Judith Miller has a piece in the recent edition of City Journal carrying the title, "Bioterrorism's Deadly Math". Her perspective is that after many years and billions of dollars, the U.S. remains quite vulnerable to attack.
Here is one interesting bit that stands out as good news about the Department of Homeland Security's National Biodefense Analysis and Countermeasures Center (NBACC):
The agency's original plan was to operate the NBACC mostly in secret by classifying the entire center as a Sensitive Compartmented Information Facility (SCIF, pronounced "skiff")--a place where top-secret information and materials could be stored and discussed. But the NBACC's new director, J. Patrick Fitch, says that he intends to operate the lab with the greatest possible transparency. "Eighty percent of our projects and their results will be unclassified, and we will encourage our scientists to publish," he says.
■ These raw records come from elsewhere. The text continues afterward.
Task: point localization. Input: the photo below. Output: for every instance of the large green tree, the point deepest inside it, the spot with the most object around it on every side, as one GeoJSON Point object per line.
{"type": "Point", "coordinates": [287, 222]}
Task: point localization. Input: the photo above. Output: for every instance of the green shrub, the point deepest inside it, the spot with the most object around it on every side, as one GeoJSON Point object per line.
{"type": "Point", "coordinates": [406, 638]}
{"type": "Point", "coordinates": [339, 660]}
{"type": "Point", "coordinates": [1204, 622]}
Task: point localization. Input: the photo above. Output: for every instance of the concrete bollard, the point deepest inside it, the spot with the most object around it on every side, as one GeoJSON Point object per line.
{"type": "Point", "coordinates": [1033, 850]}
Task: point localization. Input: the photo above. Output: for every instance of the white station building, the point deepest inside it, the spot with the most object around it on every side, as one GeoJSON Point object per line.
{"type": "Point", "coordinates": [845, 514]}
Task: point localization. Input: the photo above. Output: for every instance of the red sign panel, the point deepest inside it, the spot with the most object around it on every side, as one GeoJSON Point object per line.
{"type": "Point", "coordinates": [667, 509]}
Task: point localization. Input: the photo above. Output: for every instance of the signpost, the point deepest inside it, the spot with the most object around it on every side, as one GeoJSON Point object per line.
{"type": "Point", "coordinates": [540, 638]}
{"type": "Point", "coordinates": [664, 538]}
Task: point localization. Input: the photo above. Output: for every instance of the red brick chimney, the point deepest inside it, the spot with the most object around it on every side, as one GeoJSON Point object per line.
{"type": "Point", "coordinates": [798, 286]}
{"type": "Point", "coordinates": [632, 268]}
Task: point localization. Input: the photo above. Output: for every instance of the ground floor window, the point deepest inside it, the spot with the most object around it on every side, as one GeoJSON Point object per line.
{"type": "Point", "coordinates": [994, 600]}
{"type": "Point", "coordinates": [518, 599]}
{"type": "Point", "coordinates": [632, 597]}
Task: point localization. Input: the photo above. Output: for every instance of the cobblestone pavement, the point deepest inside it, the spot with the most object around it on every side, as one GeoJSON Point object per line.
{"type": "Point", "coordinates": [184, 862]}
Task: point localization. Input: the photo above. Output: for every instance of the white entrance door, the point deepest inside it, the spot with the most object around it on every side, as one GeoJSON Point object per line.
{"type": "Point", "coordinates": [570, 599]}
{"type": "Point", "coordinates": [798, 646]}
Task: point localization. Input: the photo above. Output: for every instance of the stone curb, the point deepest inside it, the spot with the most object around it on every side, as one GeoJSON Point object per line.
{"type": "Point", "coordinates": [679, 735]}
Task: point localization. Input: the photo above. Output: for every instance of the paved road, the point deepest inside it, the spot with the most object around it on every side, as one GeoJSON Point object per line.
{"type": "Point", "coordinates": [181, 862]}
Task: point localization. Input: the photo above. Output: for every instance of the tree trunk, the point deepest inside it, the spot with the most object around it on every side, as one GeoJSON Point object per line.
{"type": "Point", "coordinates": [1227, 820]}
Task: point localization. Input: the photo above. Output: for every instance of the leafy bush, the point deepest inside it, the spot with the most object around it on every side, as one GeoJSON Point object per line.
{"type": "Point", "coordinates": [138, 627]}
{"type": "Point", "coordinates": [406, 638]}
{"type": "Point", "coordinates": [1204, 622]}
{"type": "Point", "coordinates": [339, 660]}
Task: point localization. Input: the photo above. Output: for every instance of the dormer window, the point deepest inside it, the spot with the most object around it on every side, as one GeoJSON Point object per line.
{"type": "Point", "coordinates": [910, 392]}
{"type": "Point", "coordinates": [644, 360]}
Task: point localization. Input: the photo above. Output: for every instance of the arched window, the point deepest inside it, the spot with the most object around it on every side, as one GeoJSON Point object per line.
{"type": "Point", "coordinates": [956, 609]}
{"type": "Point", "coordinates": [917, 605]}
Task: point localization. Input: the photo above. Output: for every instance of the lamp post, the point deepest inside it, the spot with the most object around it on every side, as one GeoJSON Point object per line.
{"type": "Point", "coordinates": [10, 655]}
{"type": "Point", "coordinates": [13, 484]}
While his facility would be "SCIFable" in an emergency, he intends to encourage as much interaction as possible between NBACC scientists and their American and foreign counterparts. "In such a fast-moving area," he explains, "it's self-defeating to isolate yourself."
This is a welcome change. There is also an independent advisory board looking over the NBACC's shoulder, but the idea of classified work on pathogens still makes me uneasy.
It is interesting to see Miller back on the biodefense beat. Even if some of her prior work is now frowned on, she seems to have a knack for putting pieces together.